Sheep Event 2010: Lameness a huge cost to producers

More than 10% of UK sheep are lame at any one time, with footrot estimated to cost as much as £8.38 a ewe, according to FAI Farm’s consultant Ruth Clements.


“We have known lame sheep are costly in terms of time and antibiotic treatment, but the indirect costs soon mount up too, making lameness a limiting factor on many flocks in terms of productivity and profitability.”
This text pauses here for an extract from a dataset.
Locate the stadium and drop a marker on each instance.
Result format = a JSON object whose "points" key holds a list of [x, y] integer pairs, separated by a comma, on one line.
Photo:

Ms Clements explained that on FAI’s three farms involving 2500 ewes, 18% of sheep were affected by footrot and scald, which was costing £3365 a year for direct costs alone. “We also found footrot and scald led to concurrent diseases such as fly strike, particularly in the flank region.”

Lame sheep are also a visible problem as well as a welfare issue, which is why FAI Farms, Oxford, is trialling a new footrot control protocol. The new protocol, involves culling persistent offenders, improved biosecurity and Footvax vaccination bi-annually, Ms Clements explained.

“Already just one year into the project we have seen a 90% reduction in lameness problems and although the protocol is not a quick fix, we are delighted with the potential financial savings already.”

But to get lameness problems under control, correct diagnosis is critical, stressed Intervet Schering-Plough’s field vet adviser Jennifer O’Connor. “For example, scald is caused by a bacteria in between the digits and is a pr-cursor to footrot, whereas footrot occurs on the sole and hoof wall, with some infections occurring deeper in the hoof.